Robert W. McDowell, Jr.
Looking for New World View
The only thing more humorous than watching conservatives, liberals and libertarians' debate is to read their rationalizations in print.
Pity the poor liberal, everyone is a victim in need of government salvation, education and care. For them, people turn to drugs to escape empty, disparate lives.
Conservatives hear voices from God ordering their foot steps and numbering their days. One wonders how they determine truth when two or more disagree if all are receiving instructions from the same God.
As for libertarians, they seem to see drugs as just one more toy to be played with and then thrown away during the party they call life.
Can they all be correct? Are any of them correct? How do we make value judgments? On what basis do we hold ourselves and others accountable for their actions?
Libertarians like former Federal Reserve Chairman and Ayn Rand devotee, Alan Greenspan, view the world as a game of Darwinian Blackjack with clearly defined winners and losers. Winners deserve whatever they get as a result of their risk/reward decisions and losers receive their comeuppance as a result of the choices they make.
Conservatives sacrifice freedom for social order. If you listen closely you can hear those phrases echoing from such political luminaries as Russia's, Vladimir Putin and China's Hu Jintao.
Is it just me or do most thoughtful people become just a little nervous when told, as does Dr. Paul Kengor in his Urban Tulsa Weekly editorial of Oct. 11-17, 2007, that his philosophy is... grounded in and guided by eternal truths... and does not separate itself from God. This position, shrouded as it is in unquestionable, eternal truths, can be used to justify any decision or outcome.
Social order does not result from the pursuit of unrestricted license or theological dispensation. Social order is not static, it is ever changing as new influences are encountered and absorbed. So much evil has been committed in the name of religion that a growing number of serious minded people are questioning whether religion itself is a healthy influence believing that wars and terrorism are the result of collisions of faith.
What is needed is a new vision, founded on the principals of openness, honesty and integrity. A core tenet must be the belief that each person is entitled to the sanctity of their person, the protection of their property and the security of their beliefs up to the point where those civil liberties infringe on others. This infringement must not be theoretical but authentic.

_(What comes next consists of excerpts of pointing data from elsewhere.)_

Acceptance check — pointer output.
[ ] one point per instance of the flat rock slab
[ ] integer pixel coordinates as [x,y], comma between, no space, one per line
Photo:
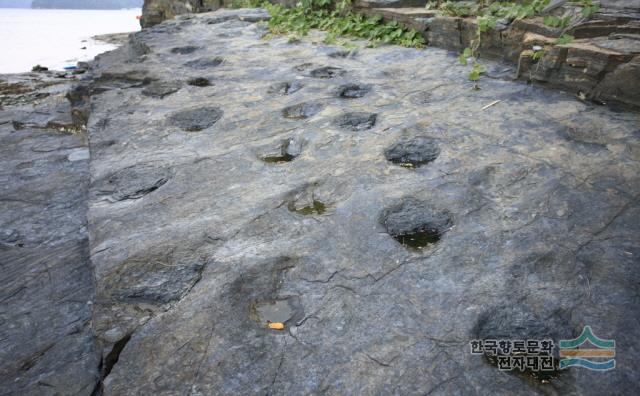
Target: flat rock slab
[46,282]
[198,241]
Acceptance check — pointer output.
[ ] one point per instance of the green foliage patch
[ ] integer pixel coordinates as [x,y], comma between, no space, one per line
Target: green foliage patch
[337,19]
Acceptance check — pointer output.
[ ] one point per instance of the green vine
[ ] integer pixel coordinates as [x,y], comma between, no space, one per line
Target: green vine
[488,18]
[337,19]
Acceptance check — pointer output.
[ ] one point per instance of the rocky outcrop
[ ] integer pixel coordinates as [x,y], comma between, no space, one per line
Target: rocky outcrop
[156,11]
[597,65]
[588,66]
[210,212]
[374,204]
[46,283]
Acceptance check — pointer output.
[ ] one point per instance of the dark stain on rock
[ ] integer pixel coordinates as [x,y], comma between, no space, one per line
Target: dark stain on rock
[132,183]
[357,121]
[279,310]
[286,152]
[519,322]
[343,54]
[316,207]
[199,82]
[413,153]
[159,89]
[154,278]
[195,120]
[327,72]
[204,63]
[114,355]
[188,49]
[285,88]
[353,91]
[415,224]
[303,66]
[302,110]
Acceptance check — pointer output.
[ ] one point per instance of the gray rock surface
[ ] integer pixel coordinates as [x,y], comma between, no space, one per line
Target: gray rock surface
[46,282]
[199,240]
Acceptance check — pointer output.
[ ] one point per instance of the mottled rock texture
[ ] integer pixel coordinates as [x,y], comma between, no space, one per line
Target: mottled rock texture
[46,282]
[197,240]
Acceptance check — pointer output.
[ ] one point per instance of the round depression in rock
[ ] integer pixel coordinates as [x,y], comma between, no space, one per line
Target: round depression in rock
[415,224]
[412,153]
[193,120]
[356,121]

A culture which truly respects and acknowledges the right of individuals and sects to be unique within the context of the larger social order is the principal upon which our country was founded. That said, we must acknowledge that no right is unlimited and no action, unrestricted.

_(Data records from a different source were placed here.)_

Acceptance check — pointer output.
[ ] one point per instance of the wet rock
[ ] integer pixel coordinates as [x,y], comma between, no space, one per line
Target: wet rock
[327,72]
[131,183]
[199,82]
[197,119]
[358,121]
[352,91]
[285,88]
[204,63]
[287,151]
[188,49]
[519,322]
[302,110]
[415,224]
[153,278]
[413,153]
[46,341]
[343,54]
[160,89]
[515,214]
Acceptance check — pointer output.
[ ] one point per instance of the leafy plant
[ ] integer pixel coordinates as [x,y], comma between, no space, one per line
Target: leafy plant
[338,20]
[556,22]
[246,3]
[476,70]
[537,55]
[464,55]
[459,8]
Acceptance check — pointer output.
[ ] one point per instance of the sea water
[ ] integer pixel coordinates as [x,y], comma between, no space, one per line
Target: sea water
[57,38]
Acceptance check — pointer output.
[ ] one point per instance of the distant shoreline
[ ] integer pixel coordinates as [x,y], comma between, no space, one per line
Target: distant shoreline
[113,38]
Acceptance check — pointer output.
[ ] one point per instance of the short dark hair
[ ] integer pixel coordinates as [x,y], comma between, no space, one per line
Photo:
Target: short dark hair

Dr. Mark Hendrickson, in his editorial of the same date, correctly notes that terrorist, criminals and totalitarian regimes control nations, dictate policy to governments and use violence against the innocent. Those who consume illicit drugs are contributing to the infringement of the above expressed tenets by their actions. Drug usage is not a victimless crime, it degrades the user, ensnares the supplier and entraps the bystanders.
The problem is not so much whether boundaries or codes of conduct are appropriate but rather how they are established. We are social animals, existing in groups to the mutual benefit of all.
Dynamic organizations capable of respectful but earnest debate must exist free of undue duress. Drs. Hendrickson's and Kengor provide us with an excellent example, even if it is of where not to go.